Il Divin Codino ha rilasciato un’intervista, nella quale accenna al suo rapporto col calcio moderno e ai ricordi verso il passato da calciatore.

Roberto Baggio mai banale. Il Divin Codino ha rilasciato un’intervista al settimanale ‘Il Venerdì’ de ‘La Repubblica’. Queste le sue prime parole: “Il calcio senza pubblico è tristissimo, mi fa piangere. Non guardo le partite, non mi divertono quasi mai. Mi dette disagio dare giudizi sugli altri, non vado in tv. Vedo colleghi che sentenziano da professori, ma me li ricordo incapaci di fare tre palleggi con le mani. Mi piace il calcio femminile. Il golf mi annoia, preferisco il basket e tifo per i Los Angeles Lakers”.

Questo è il pensiero di Roberto Baggio sul calcio moderno e sul suo addio: “In questo calcio sarei più competitivo perché gli attaccanti sono più protetti.

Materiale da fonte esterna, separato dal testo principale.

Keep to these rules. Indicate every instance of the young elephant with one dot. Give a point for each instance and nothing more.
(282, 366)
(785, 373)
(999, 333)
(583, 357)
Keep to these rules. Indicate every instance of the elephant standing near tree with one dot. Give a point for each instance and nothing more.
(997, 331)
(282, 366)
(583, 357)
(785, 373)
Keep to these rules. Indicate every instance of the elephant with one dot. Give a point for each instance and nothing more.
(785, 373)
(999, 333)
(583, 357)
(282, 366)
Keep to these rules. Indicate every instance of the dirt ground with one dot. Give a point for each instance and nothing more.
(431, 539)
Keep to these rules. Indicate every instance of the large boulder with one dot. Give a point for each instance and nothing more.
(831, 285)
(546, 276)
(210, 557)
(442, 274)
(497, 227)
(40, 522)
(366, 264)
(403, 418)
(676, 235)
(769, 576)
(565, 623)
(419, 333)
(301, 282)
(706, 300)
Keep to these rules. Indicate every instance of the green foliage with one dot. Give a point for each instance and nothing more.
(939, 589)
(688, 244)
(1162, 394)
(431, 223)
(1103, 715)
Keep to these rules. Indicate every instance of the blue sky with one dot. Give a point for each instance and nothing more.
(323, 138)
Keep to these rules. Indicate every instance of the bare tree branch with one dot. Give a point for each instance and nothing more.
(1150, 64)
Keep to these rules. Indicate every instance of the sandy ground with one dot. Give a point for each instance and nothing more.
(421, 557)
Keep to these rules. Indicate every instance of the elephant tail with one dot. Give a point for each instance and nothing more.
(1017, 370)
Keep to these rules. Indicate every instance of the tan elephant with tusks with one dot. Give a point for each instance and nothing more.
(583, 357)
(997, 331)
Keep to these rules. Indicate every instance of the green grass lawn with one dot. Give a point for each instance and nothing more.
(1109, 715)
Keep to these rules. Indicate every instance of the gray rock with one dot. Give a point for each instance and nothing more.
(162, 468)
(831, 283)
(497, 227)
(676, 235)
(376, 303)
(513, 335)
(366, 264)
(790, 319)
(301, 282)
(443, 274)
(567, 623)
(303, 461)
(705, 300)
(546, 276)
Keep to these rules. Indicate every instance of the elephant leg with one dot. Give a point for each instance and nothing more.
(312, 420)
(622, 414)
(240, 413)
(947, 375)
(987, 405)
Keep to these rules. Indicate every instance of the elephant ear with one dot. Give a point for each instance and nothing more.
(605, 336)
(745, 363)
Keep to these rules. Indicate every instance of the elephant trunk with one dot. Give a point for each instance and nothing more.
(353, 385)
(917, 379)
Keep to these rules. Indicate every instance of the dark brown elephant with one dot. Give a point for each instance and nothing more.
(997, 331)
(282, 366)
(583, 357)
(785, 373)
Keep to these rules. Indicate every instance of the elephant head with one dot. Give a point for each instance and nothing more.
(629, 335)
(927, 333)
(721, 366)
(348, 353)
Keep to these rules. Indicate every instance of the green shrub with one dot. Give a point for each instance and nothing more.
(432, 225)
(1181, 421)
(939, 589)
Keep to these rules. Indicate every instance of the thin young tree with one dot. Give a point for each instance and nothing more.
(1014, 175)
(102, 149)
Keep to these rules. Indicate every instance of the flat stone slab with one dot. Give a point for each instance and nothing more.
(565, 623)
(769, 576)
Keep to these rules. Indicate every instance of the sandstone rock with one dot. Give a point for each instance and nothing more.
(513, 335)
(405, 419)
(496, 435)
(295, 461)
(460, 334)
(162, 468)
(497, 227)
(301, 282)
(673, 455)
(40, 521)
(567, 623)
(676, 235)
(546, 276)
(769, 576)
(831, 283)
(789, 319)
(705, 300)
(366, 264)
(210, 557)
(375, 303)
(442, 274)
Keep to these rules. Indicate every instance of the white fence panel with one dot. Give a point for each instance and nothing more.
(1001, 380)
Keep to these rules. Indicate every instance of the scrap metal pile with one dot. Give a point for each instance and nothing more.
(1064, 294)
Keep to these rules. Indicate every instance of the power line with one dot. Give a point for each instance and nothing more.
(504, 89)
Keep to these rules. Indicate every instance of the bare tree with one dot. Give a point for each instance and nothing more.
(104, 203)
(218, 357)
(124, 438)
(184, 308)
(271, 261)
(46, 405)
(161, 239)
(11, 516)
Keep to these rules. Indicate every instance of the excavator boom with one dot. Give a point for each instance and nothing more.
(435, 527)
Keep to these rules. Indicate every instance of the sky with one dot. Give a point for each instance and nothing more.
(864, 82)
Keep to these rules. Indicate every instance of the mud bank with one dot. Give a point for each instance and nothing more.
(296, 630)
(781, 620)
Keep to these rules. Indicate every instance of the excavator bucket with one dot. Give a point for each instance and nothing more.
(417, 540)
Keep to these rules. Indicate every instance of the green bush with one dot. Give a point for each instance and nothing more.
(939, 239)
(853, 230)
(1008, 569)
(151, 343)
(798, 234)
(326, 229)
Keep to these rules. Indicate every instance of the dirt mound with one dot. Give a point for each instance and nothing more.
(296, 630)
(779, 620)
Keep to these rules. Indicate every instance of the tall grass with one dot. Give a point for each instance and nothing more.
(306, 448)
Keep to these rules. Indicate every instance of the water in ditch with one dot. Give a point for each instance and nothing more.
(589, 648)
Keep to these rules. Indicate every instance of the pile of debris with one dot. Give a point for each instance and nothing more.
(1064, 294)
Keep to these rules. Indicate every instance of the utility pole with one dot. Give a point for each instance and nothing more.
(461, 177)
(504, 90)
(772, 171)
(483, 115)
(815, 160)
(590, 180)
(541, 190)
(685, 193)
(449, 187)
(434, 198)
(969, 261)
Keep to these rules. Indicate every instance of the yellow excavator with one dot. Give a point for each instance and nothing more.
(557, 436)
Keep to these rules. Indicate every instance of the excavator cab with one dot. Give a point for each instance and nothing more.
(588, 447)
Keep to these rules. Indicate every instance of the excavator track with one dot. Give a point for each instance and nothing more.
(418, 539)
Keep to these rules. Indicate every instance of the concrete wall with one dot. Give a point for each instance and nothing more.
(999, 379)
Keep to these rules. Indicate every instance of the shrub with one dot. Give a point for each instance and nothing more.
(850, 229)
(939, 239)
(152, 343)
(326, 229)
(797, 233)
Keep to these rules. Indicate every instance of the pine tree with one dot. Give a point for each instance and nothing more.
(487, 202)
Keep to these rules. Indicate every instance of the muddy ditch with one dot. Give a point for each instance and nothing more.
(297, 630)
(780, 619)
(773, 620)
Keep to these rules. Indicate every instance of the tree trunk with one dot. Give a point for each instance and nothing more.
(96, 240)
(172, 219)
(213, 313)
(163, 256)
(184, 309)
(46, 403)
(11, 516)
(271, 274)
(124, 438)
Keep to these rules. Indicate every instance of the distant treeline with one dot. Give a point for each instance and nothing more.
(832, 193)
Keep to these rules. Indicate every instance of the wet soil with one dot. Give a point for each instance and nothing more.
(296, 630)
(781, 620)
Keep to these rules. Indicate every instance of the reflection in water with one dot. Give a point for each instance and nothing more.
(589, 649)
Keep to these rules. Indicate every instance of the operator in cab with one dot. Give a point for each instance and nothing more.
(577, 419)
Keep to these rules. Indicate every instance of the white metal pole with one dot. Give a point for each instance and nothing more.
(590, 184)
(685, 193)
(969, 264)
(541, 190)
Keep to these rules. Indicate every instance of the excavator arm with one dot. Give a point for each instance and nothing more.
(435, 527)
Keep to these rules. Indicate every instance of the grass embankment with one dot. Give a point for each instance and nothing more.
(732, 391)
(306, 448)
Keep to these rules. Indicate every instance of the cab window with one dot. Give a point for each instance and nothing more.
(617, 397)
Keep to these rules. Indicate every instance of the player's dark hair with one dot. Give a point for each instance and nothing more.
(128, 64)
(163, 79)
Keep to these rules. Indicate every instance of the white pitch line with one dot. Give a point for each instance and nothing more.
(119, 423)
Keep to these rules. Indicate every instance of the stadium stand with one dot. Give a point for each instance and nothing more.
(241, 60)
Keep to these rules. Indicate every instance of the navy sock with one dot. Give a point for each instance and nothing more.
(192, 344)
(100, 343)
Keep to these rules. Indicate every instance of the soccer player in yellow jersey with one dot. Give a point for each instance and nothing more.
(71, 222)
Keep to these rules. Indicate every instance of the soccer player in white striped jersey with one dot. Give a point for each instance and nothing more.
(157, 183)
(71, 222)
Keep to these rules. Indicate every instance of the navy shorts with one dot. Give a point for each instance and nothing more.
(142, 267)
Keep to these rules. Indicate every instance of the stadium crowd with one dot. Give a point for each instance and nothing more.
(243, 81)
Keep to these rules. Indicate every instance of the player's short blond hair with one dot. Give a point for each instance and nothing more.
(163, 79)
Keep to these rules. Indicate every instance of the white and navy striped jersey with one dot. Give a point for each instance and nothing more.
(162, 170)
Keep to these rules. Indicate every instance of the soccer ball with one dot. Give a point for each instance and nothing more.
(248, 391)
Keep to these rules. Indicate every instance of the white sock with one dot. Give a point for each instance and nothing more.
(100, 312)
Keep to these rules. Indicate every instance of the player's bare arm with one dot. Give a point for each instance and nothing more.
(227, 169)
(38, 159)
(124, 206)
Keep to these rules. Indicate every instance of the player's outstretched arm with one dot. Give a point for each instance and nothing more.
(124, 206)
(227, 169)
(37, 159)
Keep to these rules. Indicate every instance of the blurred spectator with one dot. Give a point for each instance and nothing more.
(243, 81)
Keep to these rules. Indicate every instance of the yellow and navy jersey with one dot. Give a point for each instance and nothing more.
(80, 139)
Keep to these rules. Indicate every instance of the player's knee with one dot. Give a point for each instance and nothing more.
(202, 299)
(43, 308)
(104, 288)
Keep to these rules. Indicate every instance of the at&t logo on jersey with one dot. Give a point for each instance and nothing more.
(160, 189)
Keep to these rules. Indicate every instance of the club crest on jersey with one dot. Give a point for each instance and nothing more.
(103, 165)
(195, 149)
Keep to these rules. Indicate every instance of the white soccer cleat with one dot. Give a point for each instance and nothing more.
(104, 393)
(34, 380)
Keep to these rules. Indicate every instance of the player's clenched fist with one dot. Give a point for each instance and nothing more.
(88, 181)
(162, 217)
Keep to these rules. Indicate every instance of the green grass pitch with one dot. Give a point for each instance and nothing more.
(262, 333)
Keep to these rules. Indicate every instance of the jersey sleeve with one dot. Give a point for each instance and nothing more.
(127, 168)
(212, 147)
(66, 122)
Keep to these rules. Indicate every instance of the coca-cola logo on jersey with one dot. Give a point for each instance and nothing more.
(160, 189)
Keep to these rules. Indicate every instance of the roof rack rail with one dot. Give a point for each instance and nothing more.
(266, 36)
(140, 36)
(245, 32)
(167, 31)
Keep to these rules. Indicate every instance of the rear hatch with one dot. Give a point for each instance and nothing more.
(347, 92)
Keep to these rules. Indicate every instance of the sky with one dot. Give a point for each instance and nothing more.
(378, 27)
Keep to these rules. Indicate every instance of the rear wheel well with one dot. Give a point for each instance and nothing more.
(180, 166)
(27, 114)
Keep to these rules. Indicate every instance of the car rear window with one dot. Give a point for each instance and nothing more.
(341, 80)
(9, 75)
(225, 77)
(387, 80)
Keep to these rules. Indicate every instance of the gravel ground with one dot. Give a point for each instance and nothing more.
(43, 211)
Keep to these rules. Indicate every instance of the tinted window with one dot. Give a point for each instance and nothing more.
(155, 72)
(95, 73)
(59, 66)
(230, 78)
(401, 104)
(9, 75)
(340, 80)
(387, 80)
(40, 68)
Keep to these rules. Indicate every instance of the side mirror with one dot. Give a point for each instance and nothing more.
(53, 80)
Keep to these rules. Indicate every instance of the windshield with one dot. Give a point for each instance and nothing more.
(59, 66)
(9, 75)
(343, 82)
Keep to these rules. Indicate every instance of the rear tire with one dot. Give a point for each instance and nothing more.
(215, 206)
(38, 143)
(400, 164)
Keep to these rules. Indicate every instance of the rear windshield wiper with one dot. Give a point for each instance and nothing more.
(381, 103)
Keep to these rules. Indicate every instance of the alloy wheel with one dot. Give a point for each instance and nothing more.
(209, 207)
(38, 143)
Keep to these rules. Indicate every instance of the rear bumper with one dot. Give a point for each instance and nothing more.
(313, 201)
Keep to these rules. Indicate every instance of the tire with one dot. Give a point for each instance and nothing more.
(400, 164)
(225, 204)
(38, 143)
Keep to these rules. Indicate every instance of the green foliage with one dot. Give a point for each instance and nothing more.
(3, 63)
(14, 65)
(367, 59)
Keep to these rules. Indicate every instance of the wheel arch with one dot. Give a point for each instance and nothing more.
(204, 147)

Quelli che senza pallone si sentono appagati e felici sono dei falliti? Lasciare il calcio mi ha ridato vita e ossigeno. Stavo soffocando, troppo dolore fisico. ​Faccio la cosa più bella, sono a contatto con la natura. Spacco la legna, uso il trattore e la sera sono così stanco che mi gira la testa. Totti non voleva smettere, io non vedevo l’ora. Ibrahimovic è della stessa pasta di Francesco”.

Sul rigore sbagliato in finale al Mondiale del 1994: “Ancora non mi perdono il rigore sbagliato nella finale del Mondiale di USA ’94 contro il Brasile. Non c’è religione che tenga, quel giorno avrei potuto uccidermi e non avrei sentito niente”.

Roberto Baggio: “Vedo colleghi che sentenziano da professori, ma me li ricordo incapaci di fare tre palleggi con le mani”

Baggio ha parlato anche dei dissapori con Arrigo Sacchi in passato: “Arrigo Sacchi non mi portò agli Europei del 1996 per dimostrare che gli schemi sono più importanti dei giocatori: non è arrivato ai quarti di finale… Non ce l’ho con gli allenatori, ma l’unico con cui mi sono trovato bene è Carletto Mazzone: un uomo libero e realizzato che non si metteva in competizione con i calciatori”.

Sul suo addio alla Fiorentina: “Sono riconoscente a Firenze perché quando ero rotto mi ha aspettato due anni, anzi tre. Non volevo lasciare la Fiorentina, ma i Pontello mi avevano già ceduto agli Agnelli e se non fossi andato alla Juve, Cecchi Gori non avrebbe potuto prendere il club viola”.

Infine, il ricordo di Paolo Rossi: “La morte di Paolo Rossi è stata ingiusta, si era rifatto una vita anche lui e meritava di avere più tempo. Se da Maradona ti aspettavi una fine improvvisa, da lui no”.